We begin with a smudge ceremony led by the elder who has joined us for that express purpose. Elder hardly seems appropriate for the young man with the long braid and bright smile, but elder he is.
I’ve participated with my junior high aboriginal students and their teachers several times so I know enough to do it right. Cup your hands to sweep the smoke towards your face and over your head. I say a silent prayer and bow my head, eyes closed as I wait for the smudge pot to be passed around the circle.

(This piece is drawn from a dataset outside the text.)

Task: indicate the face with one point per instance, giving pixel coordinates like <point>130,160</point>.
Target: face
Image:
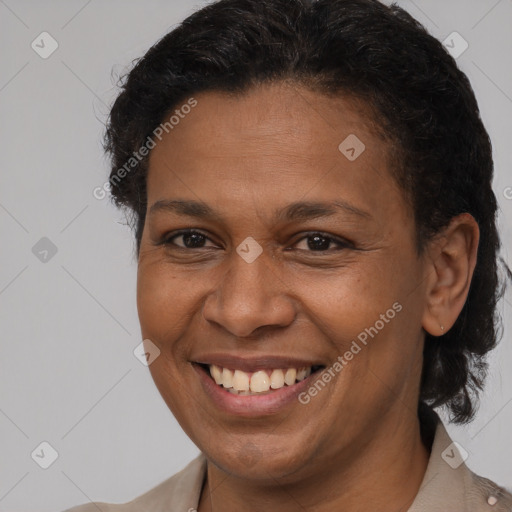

Now we can proceed to hunt for sweet grass which we’ll weave into braids and hang to dry for use in future smudges. Three teachers and forty odd kids weave their way through the brush to gather the grasses. The young elder has shown us samples of the grass and explained how to differentiate it from regular old grass.
I spot some, but I’m not sure if it’s the authentic article. “Is this sweet grass?” I ask one of the boys.
He takes a look, shrugs and says, “I dunno.” He gestures to the elder. “Ask that old guy over there.”
I stifle a chuckle and keep hunting. Eventually I find enough sweet grass to make a proper if loosely woven braid which I will hang in my office with pride.
Suddenly we hear a frantic cry. “Sue, Sue, I gotta pee,” one of the girls cries to the nearest teacher.
“Well, there’s your bathroom,” Sue says with a sweeping gesture to the bush around us.
The girl stares at Sue, mouth hanging open. “Eeeugh!” She races to the bus where she will sit cross-legged for the ride home. Sue and I don’t dare look at each other. We’ll laugh later.